2.6. Array Import¶

2.6.1. SetUp¶

>>> import numpy as np

2.6.2. np.loadtxt()¶

>>> DATA = 'https://python3.info/_static/iris.csv'

>>> a = np.loadtxt(DATA)
Traceback (most recent call last):
ValueError: could not convert string 'sepal_length,sepal_width,petal_length,petal_width,species' to float64 at row 0, column 1.

>>> a = np.loadtxt(DATA, skiprows=1)
Traceback (most recent call last):
ValueError: could not convert string '5.4,3.9,1.3,0.4,setosa' to float64 at row 0, column 1.

>>> a = np.loadtxt(DATA, skiprows=1, delimiter=',')
Traceback (most recent call last):
ValueError: could not convert string 'setosa' to float64 at row 0, column 5.

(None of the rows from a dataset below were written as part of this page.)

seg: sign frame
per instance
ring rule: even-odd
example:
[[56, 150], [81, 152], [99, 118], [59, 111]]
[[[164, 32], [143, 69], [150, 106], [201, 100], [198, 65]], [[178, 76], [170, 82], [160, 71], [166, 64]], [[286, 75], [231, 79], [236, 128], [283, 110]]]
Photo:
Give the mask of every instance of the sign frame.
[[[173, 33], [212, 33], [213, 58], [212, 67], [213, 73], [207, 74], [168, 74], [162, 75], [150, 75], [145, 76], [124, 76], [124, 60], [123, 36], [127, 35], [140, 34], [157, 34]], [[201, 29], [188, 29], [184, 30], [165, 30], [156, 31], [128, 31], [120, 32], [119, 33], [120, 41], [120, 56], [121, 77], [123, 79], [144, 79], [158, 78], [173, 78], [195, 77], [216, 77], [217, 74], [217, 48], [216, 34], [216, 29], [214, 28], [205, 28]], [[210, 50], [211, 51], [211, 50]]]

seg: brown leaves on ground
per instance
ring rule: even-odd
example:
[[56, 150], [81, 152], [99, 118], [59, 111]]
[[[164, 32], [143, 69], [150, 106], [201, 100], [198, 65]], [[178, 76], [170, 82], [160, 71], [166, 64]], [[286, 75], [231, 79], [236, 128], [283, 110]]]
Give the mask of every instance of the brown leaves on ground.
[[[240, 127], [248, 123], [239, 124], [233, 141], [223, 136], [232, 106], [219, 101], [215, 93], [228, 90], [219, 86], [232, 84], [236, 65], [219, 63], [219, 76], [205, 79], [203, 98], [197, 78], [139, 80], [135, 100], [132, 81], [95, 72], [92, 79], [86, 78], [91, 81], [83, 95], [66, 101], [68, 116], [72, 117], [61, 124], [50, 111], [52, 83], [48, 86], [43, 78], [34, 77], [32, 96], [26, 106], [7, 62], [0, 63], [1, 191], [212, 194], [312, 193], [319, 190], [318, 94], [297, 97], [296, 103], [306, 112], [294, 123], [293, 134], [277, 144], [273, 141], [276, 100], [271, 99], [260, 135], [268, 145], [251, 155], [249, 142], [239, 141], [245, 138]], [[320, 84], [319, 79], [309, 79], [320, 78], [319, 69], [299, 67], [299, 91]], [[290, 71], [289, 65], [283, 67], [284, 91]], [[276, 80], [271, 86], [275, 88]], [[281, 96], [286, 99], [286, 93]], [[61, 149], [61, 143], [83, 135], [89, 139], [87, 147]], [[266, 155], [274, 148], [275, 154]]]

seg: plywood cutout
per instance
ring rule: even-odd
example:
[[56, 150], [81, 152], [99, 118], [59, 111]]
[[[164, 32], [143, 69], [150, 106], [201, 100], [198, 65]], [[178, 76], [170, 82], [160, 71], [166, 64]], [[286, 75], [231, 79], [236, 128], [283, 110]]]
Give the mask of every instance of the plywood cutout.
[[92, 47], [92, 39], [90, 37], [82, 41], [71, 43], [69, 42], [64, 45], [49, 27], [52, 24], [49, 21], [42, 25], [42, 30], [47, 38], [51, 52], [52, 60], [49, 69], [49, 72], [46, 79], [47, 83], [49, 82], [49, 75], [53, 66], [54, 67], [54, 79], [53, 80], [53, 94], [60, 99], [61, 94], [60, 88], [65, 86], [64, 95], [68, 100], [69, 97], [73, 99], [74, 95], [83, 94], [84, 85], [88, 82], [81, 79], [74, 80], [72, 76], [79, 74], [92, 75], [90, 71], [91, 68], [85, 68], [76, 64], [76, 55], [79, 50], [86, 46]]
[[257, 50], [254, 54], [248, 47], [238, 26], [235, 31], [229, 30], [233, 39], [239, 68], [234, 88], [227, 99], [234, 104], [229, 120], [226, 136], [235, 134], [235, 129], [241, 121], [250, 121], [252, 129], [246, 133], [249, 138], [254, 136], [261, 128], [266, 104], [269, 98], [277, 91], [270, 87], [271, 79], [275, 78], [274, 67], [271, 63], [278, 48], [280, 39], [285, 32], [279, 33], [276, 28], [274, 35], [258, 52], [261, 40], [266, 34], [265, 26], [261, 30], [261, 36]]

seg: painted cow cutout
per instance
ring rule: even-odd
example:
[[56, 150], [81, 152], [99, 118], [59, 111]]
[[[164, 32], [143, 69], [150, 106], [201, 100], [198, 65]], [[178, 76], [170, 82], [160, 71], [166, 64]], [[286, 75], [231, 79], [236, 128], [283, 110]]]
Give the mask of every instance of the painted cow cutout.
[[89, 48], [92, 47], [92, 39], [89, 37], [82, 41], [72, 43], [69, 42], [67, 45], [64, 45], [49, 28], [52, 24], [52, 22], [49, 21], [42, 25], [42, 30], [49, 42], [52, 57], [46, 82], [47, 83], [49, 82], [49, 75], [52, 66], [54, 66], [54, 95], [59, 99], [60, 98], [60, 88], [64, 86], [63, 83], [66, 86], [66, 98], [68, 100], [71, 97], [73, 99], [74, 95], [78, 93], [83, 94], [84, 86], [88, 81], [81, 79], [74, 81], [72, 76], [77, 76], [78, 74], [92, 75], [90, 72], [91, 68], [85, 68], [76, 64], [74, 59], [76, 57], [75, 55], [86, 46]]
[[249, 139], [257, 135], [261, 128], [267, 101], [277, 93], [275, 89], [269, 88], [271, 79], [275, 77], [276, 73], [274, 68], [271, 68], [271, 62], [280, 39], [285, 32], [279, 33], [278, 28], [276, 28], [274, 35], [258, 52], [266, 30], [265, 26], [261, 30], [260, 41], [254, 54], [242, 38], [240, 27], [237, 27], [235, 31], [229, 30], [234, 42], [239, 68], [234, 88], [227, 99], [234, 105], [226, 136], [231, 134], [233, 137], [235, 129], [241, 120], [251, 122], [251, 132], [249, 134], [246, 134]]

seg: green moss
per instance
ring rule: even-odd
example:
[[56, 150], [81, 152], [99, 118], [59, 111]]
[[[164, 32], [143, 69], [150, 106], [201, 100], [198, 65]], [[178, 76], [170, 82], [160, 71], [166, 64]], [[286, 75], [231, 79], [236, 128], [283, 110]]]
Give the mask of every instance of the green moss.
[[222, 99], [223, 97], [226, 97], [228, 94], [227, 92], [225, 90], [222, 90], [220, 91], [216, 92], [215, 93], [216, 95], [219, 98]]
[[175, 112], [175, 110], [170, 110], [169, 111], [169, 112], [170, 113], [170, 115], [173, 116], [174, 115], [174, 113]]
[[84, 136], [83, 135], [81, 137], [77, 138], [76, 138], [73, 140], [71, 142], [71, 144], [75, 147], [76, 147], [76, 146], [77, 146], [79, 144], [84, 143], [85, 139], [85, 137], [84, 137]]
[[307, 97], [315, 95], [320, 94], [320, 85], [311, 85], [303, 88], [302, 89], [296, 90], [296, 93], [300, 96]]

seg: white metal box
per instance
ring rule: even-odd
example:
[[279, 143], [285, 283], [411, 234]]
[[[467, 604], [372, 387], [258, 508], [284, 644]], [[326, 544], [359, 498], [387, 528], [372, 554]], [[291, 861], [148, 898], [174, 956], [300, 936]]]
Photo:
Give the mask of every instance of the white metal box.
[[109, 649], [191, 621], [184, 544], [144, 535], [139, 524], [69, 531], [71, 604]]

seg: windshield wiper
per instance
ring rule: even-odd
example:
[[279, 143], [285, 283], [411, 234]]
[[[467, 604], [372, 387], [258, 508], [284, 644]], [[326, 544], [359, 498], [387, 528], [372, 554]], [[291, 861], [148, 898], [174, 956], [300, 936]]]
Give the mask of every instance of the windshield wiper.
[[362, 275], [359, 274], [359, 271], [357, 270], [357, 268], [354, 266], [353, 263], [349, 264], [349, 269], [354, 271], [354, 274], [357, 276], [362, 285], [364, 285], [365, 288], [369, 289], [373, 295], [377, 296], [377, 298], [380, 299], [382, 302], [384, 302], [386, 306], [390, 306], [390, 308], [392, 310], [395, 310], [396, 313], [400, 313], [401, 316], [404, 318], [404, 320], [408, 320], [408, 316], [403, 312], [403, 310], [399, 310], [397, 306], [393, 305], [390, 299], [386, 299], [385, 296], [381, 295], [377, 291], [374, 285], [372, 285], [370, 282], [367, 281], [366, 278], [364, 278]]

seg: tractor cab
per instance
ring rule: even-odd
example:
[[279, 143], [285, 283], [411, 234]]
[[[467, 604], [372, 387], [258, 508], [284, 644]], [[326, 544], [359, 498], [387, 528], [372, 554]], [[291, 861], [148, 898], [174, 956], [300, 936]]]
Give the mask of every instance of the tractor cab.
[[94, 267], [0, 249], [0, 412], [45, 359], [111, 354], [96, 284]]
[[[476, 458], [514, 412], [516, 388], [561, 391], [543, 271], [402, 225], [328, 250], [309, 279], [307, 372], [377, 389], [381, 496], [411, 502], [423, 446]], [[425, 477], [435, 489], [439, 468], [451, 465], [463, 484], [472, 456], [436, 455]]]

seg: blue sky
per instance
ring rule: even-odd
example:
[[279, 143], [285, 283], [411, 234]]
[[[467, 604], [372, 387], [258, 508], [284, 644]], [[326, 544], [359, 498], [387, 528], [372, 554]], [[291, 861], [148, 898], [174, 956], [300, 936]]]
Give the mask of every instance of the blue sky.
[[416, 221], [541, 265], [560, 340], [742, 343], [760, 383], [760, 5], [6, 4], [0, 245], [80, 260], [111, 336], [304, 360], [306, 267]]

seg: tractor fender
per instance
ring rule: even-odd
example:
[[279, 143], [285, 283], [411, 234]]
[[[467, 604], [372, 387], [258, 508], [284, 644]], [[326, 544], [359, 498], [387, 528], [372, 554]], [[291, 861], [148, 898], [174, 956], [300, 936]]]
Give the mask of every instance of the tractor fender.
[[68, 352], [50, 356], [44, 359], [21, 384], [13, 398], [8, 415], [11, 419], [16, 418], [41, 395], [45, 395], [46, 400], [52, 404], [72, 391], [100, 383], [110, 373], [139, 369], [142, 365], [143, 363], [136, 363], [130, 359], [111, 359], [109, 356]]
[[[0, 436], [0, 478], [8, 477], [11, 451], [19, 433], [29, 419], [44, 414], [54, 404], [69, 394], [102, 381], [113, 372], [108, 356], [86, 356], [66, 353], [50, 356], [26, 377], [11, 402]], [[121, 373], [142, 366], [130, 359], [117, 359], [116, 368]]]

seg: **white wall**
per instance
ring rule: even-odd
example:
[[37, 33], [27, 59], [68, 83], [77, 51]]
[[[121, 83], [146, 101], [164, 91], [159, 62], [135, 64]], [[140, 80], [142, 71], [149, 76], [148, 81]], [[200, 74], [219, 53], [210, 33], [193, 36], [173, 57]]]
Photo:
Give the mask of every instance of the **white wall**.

>>> a = np.loadtxt(DATA, skiprows=1, delimiter=',', max_rows=5, usecols=(0,1,2,3))
>>> a
array([[5.4, 3.9, 1.3, 0.4],
       [5.9, 3. , 5.1, 1.8],
       [6. , 3.4, 4.5, 1.6],
       [7.3, 2.9, 6.3, 1.8],
       [5.6, 2.5, 3.9, 1.1]])

>>> header = np.loadtxt(DATA, max_rows=1, delimiter=',', dtype=str, usecols=(0,1,2,3))
>>> data = np.loadtxt(DATA, skiprows=1, max_rows=3, delimiter=',', usecols=(0,1,2,3))
>>>
>>> header  
array(['sepal_length', 'sepal_width', 'petal_length', 'petal_width'], dtype='<U12')
>>>
>>> data
array([[5.4, 3.9, 1.3, 0.4],
       [5.9, 3. , 5.1, 1.8],
       [6. , 3.4, 4.5, 1.6]])

2.6.3. Other¶

Table 2.8. NumPy Import methods¶
Method	Data Type	Description
`np.loadtxt()`	Text	Load data from text file such as `.csv`
`np.load()`	Binary	Load data from `.npy` file
`np.loads()`	Binary	Load binary data from `pickle` string
`np.fromstring()`	Text	Load data from string
`np.fromregex()`	Text	Load data from file using regex to parse
`np.genfromtxt()`	Text	Load data with missing values handled as specified
`scipy.io.loadmat()`	Binary	reads MATLAB data files

>>> 
... data = np.loadtxt('myfile.csv', delimiter=',', usecols=1, skiprows=1, dtype=np.float16)
...
... small = (data < 1)
... medium = (data < 1) & (data < 2.0)
... large = (data < 2)
...
... np.save('/tmp/small', data[small])
... np.save('/tmp/medium', data[medium])
... np.save('/tmp/large', data[large])

2.6.4. Use Case - 0x01¶

>>> header = np.loadtxt(DATA, max_rows=1, dtype='str', delimiter=',', usecols=(0,1,2,3))
>>> values = np.loadtxt(DATA, skiprows=1, dtype='float', delimiter=',', usecols=(0,1,2,3))
>>> species = np.loadtxt(DATA, skiprows=1, dtype='str', delimiter=',', usecols=4)
>>>
>>> sepal_length = (header == 'sepal_length')
>>> sepal_width = (header == 'sepal_width')
>>> petal_length = (header == 'petal_length')
>>> petal_width = (header == 'petal_width')
>>>
>>> setosa = (species == 'setosa')
>>> versicolor = (species == 'versicolor')
>>> virginica = (species == 'virginica')

Then you can query your data using previously defined identifiers (queries):

>>> values[setosa, sepal_length]
array([5.4, 5.4, 4.9, 5.1, 4.6, 5.2, 5.2, 5.1, 4.8, 4.9, 4.3, 5. , 5.4,
       5.1, 4.8, 4.8, 4.4, 5.1, 4.6, 5.5, 5. , 5.7, 5.4, 4.8, 5. , 5.1,
       4.9, 5. , 4.6, 4.9, 5.1, 4.7, 5.7, 4.4, 5.4, 4.5, 5. , 5.3, 5.1,
       5. , 5.8, 5.2, 4.6, 4.8, 4.4, 5.4, 5. , 4.7, 5.1, 5.5, 5. ])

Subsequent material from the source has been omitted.